Hôtel Thiroux de Montsauge, hôtel de Massa, siège de la Société des gens de lettres, photographie d’Eugène Atget (1906)
Le Père Goriot marque l’étape la plus importante dans la construction de la Comédie humaine. Balzac maîtrise désormais sa technique des personnages reparaissants60, qui est une caractéristique majeure de la Comédie humaine, ainsi que celle du cycle romanesque « faisant concurrence à l’état civil ». Il expose son projet, en 1834, dans une lettre à Ewelina Hańska : « Je crois qu’en 1838, les trois parties de cette œuvre gigantesque seront, sinon parachevées, du moins superposées et qu’on pourra juger la masse ». Et il décrit les trois étages de l’édifice« les Études de mœurs, représenteront les effets sociaux, (…) la seconde assise est les Études philosophiques, car après les effets viendront les causes (…). Puis, après les effets et les causes viendront les Études analytiques, car après les effets et les causes, doivent se rechercher les principes (…)61. »
L’ensemble doit être organisé pour embrasser du regard toute l’époque et construire l'œuvre intitulée en 1837 les Études sociales, puis en 1841, la Comédie humaine, titre suggéré par la Divine Comédie de Dante, lorsque Balzac signe avec Dubochet, Furne, Hetzel et Paulin un traité pour la publication de ses œuvres réunies62.
Balzac va ainsi développer la complexité du monde qu'il portait déjà en lui dès 1832. « Walter Scott avait réussi à élever le roman à la dignité de l’histoire, mais n’avait pas songé à relier ses compositions l’une à l’autre. Ici intervient la seconde illumination de Balzac : écrire une histoire complète des mœurs de son temps, histoire dont chaque chapitre sera un roman. Avant de faire concurrence à l’état civil, en mettant au monde deux ou trois mille personnages, il les a liés les uns aux autres par un ciment social de hiérarchies et de professions63. »

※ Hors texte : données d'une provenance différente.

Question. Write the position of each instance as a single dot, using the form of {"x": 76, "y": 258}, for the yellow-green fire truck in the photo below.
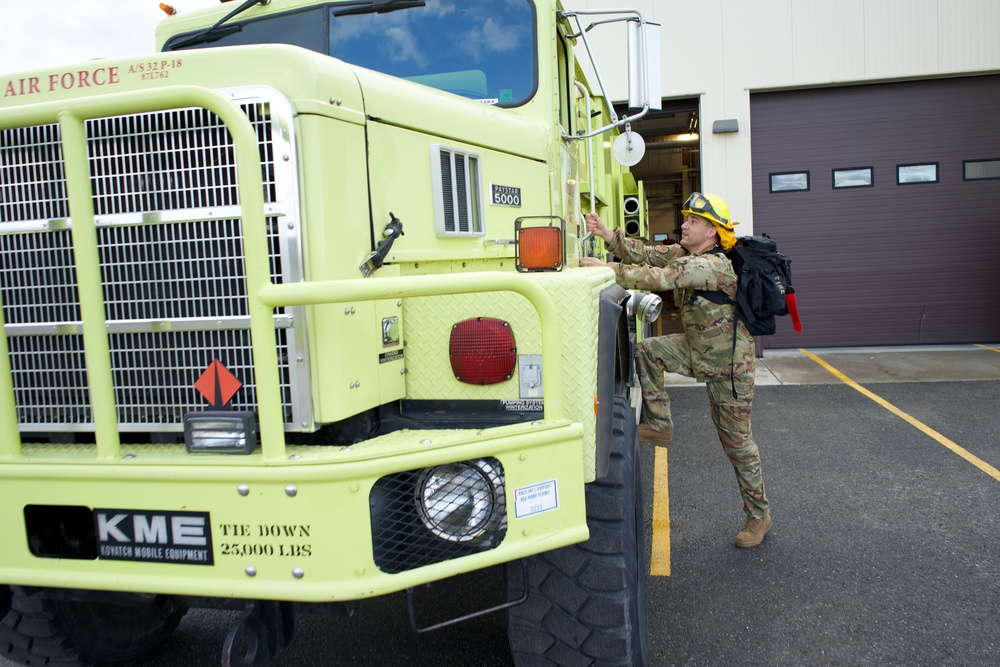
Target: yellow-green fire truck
{"x": 293, "y": 317}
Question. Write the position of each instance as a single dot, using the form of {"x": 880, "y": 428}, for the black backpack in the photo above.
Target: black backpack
{"x": 764, "y": 287}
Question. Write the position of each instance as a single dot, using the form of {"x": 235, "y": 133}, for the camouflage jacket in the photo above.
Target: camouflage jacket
{"x": 708, "y": 326}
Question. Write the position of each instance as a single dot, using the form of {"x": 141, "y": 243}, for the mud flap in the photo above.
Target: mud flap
{"x": 263, "y": 631}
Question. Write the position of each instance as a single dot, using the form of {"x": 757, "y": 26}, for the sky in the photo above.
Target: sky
{"x": 51, "y": 33}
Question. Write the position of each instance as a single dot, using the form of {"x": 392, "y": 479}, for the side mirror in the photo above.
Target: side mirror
{"x": 644, "y": 65}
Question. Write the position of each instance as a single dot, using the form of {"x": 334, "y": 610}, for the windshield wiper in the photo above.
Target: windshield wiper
{"x": 379, "y": 7}
{"x": 216, "y": 30}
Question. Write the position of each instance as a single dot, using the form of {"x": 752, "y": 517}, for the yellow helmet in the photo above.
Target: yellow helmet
{"x": 712, "y": 207}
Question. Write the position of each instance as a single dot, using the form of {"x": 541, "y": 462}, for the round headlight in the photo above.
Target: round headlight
{"x": 457, "y": 502}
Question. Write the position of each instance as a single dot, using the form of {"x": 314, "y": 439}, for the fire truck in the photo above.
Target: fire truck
{"x": 294, "y": 317}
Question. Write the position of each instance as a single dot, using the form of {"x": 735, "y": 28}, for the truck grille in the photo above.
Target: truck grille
{"x": 169, "y": 229}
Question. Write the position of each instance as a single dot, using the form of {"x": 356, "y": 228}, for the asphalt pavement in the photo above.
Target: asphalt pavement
{"x": 881, "y": 466}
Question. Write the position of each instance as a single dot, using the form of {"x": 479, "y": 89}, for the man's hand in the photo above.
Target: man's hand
{"x": 596, "y": 226}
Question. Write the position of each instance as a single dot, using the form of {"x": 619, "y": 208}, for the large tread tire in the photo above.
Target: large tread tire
{"x": 39, "y": 630}
{"x": 586, "y": 603}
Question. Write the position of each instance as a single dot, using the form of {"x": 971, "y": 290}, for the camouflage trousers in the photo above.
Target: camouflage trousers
{"x": 731, "y": 416}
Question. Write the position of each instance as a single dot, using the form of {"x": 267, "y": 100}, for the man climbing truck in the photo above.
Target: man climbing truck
{"x": 293, "y": 316}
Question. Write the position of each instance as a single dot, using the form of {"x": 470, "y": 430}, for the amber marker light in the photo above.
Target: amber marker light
{"x": 539, "y": 248}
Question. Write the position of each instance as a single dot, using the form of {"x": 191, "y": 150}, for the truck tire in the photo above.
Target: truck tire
{"x": 46, "y": 631}
{"x": 586, "y": 603}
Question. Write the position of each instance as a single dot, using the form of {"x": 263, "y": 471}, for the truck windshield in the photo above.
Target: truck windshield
{"x": 479, "y": 49}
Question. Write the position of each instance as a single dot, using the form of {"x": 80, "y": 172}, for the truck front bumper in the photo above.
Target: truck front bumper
{"x": 311, "y": 528}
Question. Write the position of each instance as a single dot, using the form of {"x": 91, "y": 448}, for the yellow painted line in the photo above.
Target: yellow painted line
{"x": 659, "y": 560}
{"x": 968, "y": 456}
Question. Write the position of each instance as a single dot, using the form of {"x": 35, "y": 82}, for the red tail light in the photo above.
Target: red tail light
{"x": 482, "y": 351}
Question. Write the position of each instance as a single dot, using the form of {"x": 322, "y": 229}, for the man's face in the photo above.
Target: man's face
{"x": 697, "y": 234}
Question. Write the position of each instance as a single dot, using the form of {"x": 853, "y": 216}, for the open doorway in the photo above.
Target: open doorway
{"x": 671, "y": 168}
{"x": 670, "y": 172}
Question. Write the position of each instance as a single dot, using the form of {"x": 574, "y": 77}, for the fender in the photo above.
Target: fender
{"x": 614, "y": 368}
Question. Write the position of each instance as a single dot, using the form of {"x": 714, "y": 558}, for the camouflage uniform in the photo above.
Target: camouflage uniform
{"x": 704, "y": 351}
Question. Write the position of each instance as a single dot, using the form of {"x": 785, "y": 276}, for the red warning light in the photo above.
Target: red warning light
{"x": 217, "y": 384}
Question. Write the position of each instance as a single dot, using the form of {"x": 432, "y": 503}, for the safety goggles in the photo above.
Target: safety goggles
{"x": 698, "y": 203}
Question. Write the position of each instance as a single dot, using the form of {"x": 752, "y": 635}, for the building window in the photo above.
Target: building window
{"x": 790, "y": 181}
{"x": 855, "y": 177}
{"x": 916, "y": 173}
{"x": 981, "y": 170}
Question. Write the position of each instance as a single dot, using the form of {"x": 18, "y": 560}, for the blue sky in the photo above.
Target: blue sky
{"x": 52, "y": 33}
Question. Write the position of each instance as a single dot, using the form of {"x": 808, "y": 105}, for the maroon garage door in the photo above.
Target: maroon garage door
{"x": 887, "y": 199}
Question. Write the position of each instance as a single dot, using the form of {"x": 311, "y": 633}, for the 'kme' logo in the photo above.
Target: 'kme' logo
{"x": 158, "y": 537}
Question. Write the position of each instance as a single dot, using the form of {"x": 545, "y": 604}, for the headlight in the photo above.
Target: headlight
{"x": 460, "y": 502}
{"x": 220, "y": 432}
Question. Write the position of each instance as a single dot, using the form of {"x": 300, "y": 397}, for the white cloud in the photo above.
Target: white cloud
{"x": 51, "y": 33}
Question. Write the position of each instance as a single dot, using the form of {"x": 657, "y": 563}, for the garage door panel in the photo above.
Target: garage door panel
{"x": 889, "y": 264}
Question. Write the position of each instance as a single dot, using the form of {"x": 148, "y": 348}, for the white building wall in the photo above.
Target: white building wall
{"x": 721, "y": 50}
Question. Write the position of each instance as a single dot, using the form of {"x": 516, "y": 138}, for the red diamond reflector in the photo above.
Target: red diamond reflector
{"x": 482, "y": 351}
{"x": 217, "y": 384}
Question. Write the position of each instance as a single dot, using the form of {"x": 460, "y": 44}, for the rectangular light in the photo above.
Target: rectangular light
{"x": 220, "y": 432}
{"x": 539, "y": 248}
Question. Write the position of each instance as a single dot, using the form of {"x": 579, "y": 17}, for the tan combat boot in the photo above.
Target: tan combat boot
{"x": 753, "y": 531}
{"x": 659, "y": 438}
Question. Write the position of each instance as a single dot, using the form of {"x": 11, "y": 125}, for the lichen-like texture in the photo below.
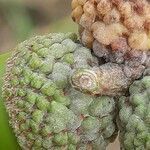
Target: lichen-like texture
{"x": 45, "y": 112}
{"x": 134, "y": 116}
{"x": 118, "y": 31}
{"x": 112, "y": 21}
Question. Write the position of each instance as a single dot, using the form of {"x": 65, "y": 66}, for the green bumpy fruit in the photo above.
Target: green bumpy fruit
{"x": 45, "y": 111}
{"x": 134, "y": 116}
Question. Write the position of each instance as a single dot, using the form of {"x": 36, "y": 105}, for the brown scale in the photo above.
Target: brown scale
{"x": 117, "y": 31}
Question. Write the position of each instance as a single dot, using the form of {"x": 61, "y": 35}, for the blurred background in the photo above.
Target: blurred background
{"x": 21, "y": 19}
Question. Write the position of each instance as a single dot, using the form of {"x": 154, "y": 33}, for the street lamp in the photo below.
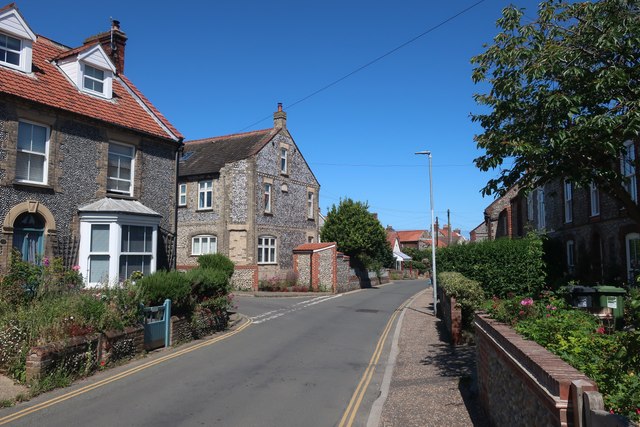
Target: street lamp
{"x": 433, "y": 238}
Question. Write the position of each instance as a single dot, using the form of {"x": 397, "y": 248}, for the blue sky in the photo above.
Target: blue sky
{"x": 220, "y": 67}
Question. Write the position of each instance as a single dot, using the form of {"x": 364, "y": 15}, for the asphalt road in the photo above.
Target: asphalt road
{"x": 297, "y": 364}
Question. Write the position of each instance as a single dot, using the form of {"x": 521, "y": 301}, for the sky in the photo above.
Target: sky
{"x": 219, "y": 67}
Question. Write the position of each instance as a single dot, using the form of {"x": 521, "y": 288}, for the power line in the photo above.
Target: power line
{"x": 368, "y": 64}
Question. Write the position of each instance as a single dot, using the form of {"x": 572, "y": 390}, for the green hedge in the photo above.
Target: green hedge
{"x": 502, "y": 266}
{"x": 467, "y": 293}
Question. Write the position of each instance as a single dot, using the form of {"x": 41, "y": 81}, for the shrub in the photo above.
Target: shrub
{"x": 467, "y": 292}
{"x": 161, "y": 285}
{"x": 217, "y": 262}
{"x": 208, "y": 283}
{"x": 501, "y": 266}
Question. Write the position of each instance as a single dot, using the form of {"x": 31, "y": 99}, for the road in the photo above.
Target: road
{"x": 297, "y": 364}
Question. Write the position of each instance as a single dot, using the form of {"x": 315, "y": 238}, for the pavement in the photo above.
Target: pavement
{"x": 427, "y": 381}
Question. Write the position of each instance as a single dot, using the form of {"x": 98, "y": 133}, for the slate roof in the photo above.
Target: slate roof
{"x": 211, "y": 154}
{"x": 48, "y": 85}
{"x": 118, "y": 206}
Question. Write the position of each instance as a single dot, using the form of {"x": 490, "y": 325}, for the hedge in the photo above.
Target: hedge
{"x": 502, "y": 266}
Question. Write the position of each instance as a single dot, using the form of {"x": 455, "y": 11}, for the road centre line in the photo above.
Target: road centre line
{"x": 296, "y": 307}
{"x": 358, "y": 394}
{"x": 128, "y": 372}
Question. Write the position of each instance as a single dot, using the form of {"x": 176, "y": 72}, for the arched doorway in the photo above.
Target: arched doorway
{"x": 28, "y": 236}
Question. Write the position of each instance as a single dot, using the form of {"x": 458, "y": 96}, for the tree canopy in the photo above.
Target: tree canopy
{"x": 564, "y": 97}
{"x": 358, "y": 233}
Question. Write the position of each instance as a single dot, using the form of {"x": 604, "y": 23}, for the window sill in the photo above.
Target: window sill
{"x": 33, "y": 185}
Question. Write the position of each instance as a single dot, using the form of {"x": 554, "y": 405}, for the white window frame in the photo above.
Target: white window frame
{"x": 205, "y": 194}
{"x": 120, "y": 158}
{"x": 310, "y": 205}
{"x": 94, "y": 80}
{"x": 571, "y": 256}
{"x": 628, "y": 169}
{"x": 182, "y": 195}
{"x": 541, "y": 208}
{"x": 594, "y": 199}
{"x": 5, "y": 50}
{"x": 267, "y": 250}
{"x": 116, "y": 222}
{"x": 633, "y": 263}
{"x": 30, "y": 153}
{"x": 284, "y": 160}
{"x": 267, "y": 197}
{"x": 199, "y": 242}
{"x": 568, "y": 201}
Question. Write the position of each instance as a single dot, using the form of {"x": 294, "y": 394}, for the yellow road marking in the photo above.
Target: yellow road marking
{"x": 358, "y": 394}
{"x": 128, "y": 372}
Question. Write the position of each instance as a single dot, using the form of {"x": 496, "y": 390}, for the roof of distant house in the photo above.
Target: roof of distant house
{"x": 211, "y": 154}
{"x": 47, "y": 85}
{"x": 410, "y": 235}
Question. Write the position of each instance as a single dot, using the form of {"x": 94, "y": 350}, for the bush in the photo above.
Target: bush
{"x": 217, "y": 262}
{"x": 467, "y": 292}
{"x": 161, "y": 285}
{"x": 208, "y": 283}
{"x": 501, "y": 266}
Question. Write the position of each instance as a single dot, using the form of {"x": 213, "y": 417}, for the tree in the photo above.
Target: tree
{"x": 358, "y": 233}
{"x": 564, "y": 98}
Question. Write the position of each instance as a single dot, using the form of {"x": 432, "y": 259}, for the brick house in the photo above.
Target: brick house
{"x": 87, "y": 164}
{"x": 250, "y": 196}
{"x": 591, "y": 236}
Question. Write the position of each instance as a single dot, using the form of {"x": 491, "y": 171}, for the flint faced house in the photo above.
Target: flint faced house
{"x": 250, "y": 196}
{"x": 87, "y": 164}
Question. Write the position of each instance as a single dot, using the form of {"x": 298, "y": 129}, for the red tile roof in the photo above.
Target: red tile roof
{"x": 49, "y": 86}
{"x": 410, "y": 235}
{"x": 314, "y": 246}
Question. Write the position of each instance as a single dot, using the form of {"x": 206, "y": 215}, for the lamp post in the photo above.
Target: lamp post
{"x": 433, "y": 237}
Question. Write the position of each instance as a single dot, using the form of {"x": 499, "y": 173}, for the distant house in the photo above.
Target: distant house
{"x": 417, "y": 239}
{"x": 250, "y": 196}
{"x": 87, "y": 164}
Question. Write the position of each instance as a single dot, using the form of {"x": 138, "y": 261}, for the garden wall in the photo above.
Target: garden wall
{"x": 521, "y": 383}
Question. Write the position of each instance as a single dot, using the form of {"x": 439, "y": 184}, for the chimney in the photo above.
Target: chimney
{"x": 280, "y": 118}
{"x": 113, "y": 42}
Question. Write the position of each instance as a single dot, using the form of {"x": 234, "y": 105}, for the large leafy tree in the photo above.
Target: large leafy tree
{"x": 564, "y": 97}
{"x": 358, "y": 233}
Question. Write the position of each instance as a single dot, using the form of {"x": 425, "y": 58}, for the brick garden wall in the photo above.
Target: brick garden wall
{"x": 519, "y": 382}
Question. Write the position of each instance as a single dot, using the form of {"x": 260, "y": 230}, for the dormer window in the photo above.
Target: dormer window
{"x": 93, "y": 79}
{"x": 10, "y": 50}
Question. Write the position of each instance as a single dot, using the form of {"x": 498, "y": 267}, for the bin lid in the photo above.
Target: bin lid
{"x": 581, "y": 290}
{"x": 610, "y": 290}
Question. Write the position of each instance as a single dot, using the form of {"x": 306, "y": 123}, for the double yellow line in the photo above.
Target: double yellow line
{"x": 358, "y": 395}
{"x": 128, "y": 372}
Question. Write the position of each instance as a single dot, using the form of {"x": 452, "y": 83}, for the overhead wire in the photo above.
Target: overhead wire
{"x": 368, "y": 64}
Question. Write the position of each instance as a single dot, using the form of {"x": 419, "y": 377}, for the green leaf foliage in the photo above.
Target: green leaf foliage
{"x": 217, "y": 262}
{"x": 467, "y": 292}
{"x": 501, "y": 266}
{"x": 564, "y": 96}
{"x": 161, "y": 285}
{"x": 358, "y": 233}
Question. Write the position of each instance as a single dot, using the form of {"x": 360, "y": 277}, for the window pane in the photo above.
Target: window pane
{"x": 24, "y": 136}
{"x": 100, "y": 238}
{"x": 99, "y": 268}
{"x": 22, "y": 166}
{"x": 36, "y": 164}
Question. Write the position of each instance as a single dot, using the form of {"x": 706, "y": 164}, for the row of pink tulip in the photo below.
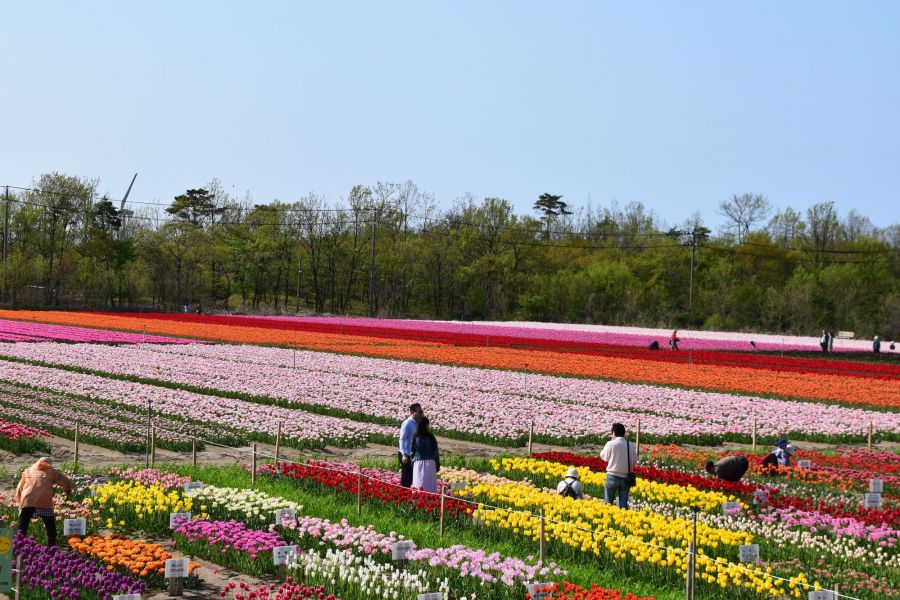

Dès lors, les publications se succèdent à un rythme accéléré : le Lys dans la vallée paraît en (1835-1836), puis Histoire de la grandeur et de la décadence de César Birotteau en 1837, suivi de la Maison Nucingen en 1838. Le Curé de village et Béatrix en 1839, Ursule Mirouët en 1841.La rédaction d'Illusions perdues s’étend de 1837 à 1843.
Balzac milite aussi pour le respect des écrivains. Dans sa « lettre aux écrivains du XIXe siècle », il les exhorte à régner sur l’Europe par la pensée plutôt que par les armes, en leur rappelant que le fruit de leurs écrits rapporte des sommes énormes dont ils ne bénéficient pas. « La loi protège la terre ; elle protège la maison du prolétaire qui a sué ; elle confisque l'ouvrage du poète qui a pensé (…)64. » Il sera finalement entendu. En 1838, avec notamment Victor Hugo, Alexandre Dumas, Frédéric Soulié et George Sand, il fonde la Société des gens de lettres (actuellement sise en l’hôtel de Massa, rue Saint-Jacques à Paris), association d’auteurs destinée à défendre le droit moral, les intérêts patrimoniaux et juridiques des auteurs de l’écrit65. Il en deviendra le président en 1839. Son action, raillée par Sainte-Beuve qui ridiculisait « ce compagnonnage ouvrier et ces maréchaux de France de la littérature qui offrent à l’exploitation une certaine surface commerciale66. », aura dans le futur un soutien important : Émile Zola, qui poursuivra la tâche.